Esse é um resumo muito bom de como me sinto na maioria das vezes. O fato é que há muito prazer em lamentar, ou em ser uma voz no deserto, especialmente quando você obtém uma pequena renda com isso. Passa-se a confiar, se não realmente a amar, o que se condena.

Felizmente para uma pessoa como eu, que tem um cérebro envelhecido, eles – os lumpenintelligentsia – nos dão alvos fáceis para atacar. Não é preciso pensar muito antes de atacá-los. Há muito tempo Cícero dizia que não havia nada tão absurdo que algum filósofo não o tivesse dito, o que prova sem dúvida que o absurdo é para todos os tempos, mas a questão não é se o absurdo sempre existiu, mas em que quantidade e com que influência.

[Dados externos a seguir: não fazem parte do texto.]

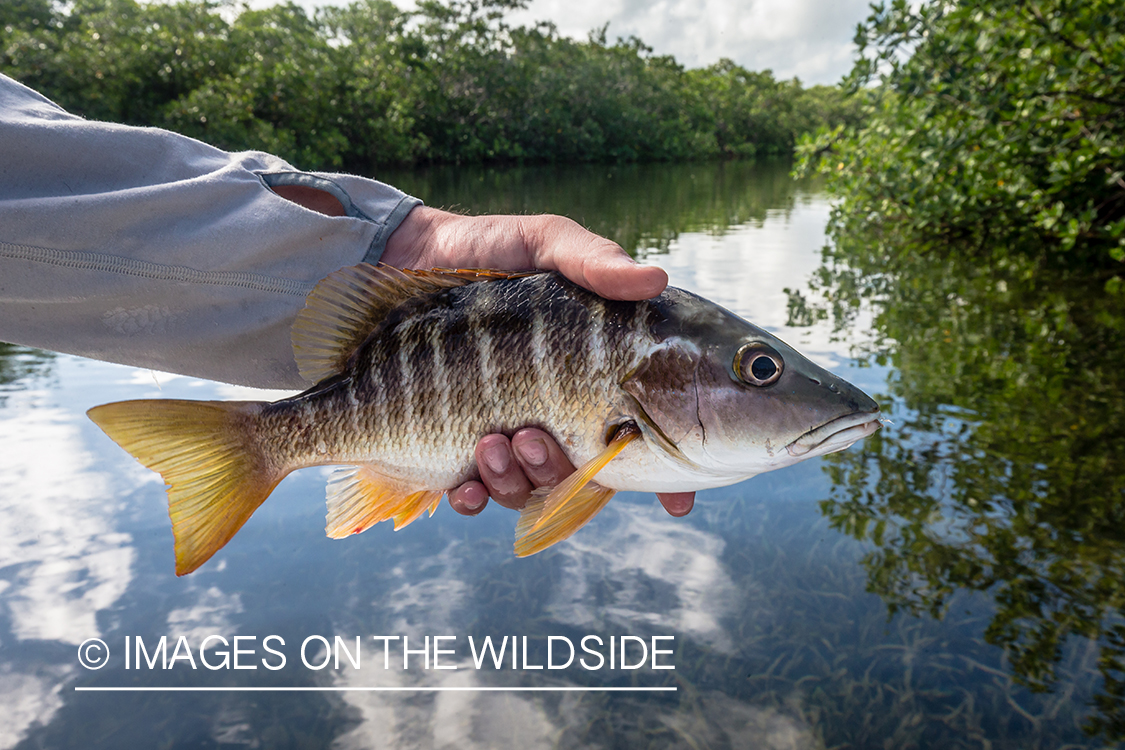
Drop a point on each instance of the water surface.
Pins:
(777, 593)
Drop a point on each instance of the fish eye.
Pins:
(757, 364)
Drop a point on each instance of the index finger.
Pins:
(588, 260)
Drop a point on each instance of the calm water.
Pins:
(965, 520)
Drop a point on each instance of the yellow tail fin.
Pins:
(216, 475)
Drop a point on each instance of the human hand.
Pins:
(510, 469)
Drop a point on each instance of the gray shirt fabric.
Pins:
(146, 247)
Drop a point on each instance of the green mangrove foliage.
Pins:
(371, 84)
(1004, 469)
(996, 122)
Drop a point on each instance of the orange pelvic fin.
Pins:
(359, 498)
(216, 477)
(552, 517)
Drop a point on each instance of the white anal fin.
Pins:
(359, 497)
(552, 517)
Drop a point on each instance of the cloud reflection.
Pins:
(666, 577)
(66, 560)
(62, 559)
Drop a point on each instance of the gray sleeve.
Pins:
(142, 246)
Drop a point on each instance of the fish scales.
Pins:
(435, 378)
(414, 368)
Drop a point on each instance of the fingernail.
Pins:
(534, 452)
(496, 459)
(473, 502)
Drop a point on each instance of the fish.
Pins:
(413, 367)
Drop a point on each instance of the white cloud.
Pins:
(808, 38)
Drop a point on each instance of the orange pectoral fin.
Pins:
(550, 518)
(359, 497)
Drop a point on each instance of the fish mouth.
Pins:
(835, 435)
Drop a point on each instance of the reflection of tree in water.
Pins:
(638, 206)
(18, 363)
(1005, 468)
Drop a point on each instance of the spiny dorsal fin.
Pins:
(359, 497)
(347, 305)
(551, 517)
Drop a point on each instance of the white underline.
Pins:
(376, 689)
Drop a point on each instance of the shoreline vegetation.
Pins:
(370, 84)
(991, 128)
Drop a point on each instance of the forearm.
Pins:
(141, 246)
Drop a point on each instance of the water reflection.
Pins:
(777, 643)
(1005, 471)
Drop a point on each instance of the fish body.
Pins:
(673, 394)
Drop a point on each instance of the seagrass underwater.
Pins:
(384, 652)
(412, 368)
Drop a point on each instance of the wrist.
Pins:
(411, 244)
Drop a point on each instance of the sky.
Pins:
(807, 38)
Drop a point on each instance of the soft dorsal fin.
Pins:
(347, 305)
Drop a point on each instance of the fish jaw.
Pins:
(835, 435)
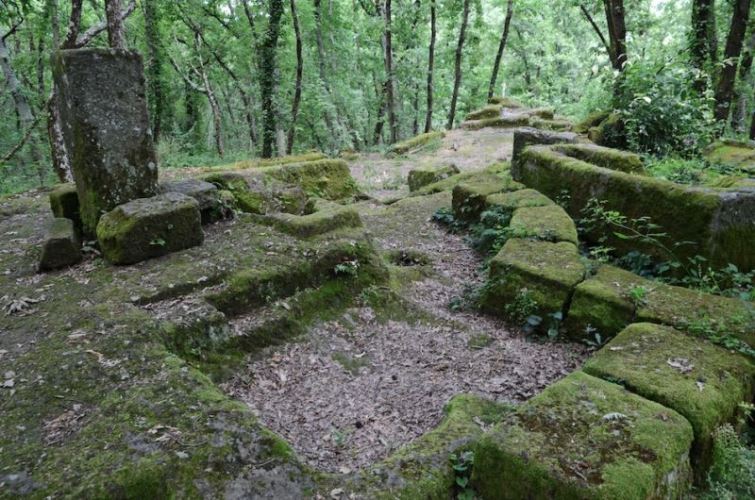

Na França, um filósofo da minha geração, Alain Finkielkraut, acaba de publicar um livro lamentando o fim, não tanto da literatura em si, mas da sensibilidade literária. Ele não nega que bons livros ainda sejam escritos e até vendidos, mas que a literatura deixou de formar e informar os pensamentos dos jovens. Suas mentes foram talibanizadas, se assim posso dizer, de tal forma que apenas alguns princípios (intersecionais) governam seus pensamentos. Se ela não fosse mulher, e não também sueca, a pequena Greta Thunberg poderia ser um excelente Talibã: toda a eletricidade atualmente necessária para tocar música poderia ser economizada, para grande vantagem da biosfera e de outras espécies ameaçadas!

Um representante do Talibã disse à Reuters que o Talibã não tinha intenção de ser democrático, de realizar eleições ou de ceder a qualquer tipo de pluralismo, e que o sistema político que instituiria seria o da sharia. Claro, isso foi bastante ingênuo da parte dele: supunha-se que havia apenas uma interpretação possível da sharia e que, portanto, não poderia e não haveria oposição ou dissensão dentro do próprio Talibã. Mas pelo menos a vontade de total uniformidade estava lá: ele era um representante de nossos tempos.

Como aconteceu a talibanização das mentalidades ocidentais? Como é que tantos jovens adaptaram agora o grande ditado de Henry Ford (para mudar brevemente a fonte de inspiração dos jovens intelectuais), que você pode ter qualquer cor que quiser desde que seja preta, para questões de opinião, de tal forma que ninguém que não o sancionado pode ser ouvido? Como é que o exemplo do Talibã ao destruir as estátuas em Bamiyan foi tão rapidamente copiado pelos estudantes daquelas madrassas do Ocidente conhecidas como universidades?

A explicação mais óbvia é a expansão da educação terciária além da capacidade daqueles que a recebem de obter dele qualquer benefício mental, espiritual ou mesmo vocacional. Longe de aumentar sua sofisticação mental, essa educação a limita severamente. Os números de cursos nas chamadas ciências humanas e sociais explodiram desde a década de 1960, com o inevitável esvaziamento do que significava uma educação universitária. Tudo o que lhes resta é uma lente distorcida através da qual podem ver o mundo e focar sua raiva.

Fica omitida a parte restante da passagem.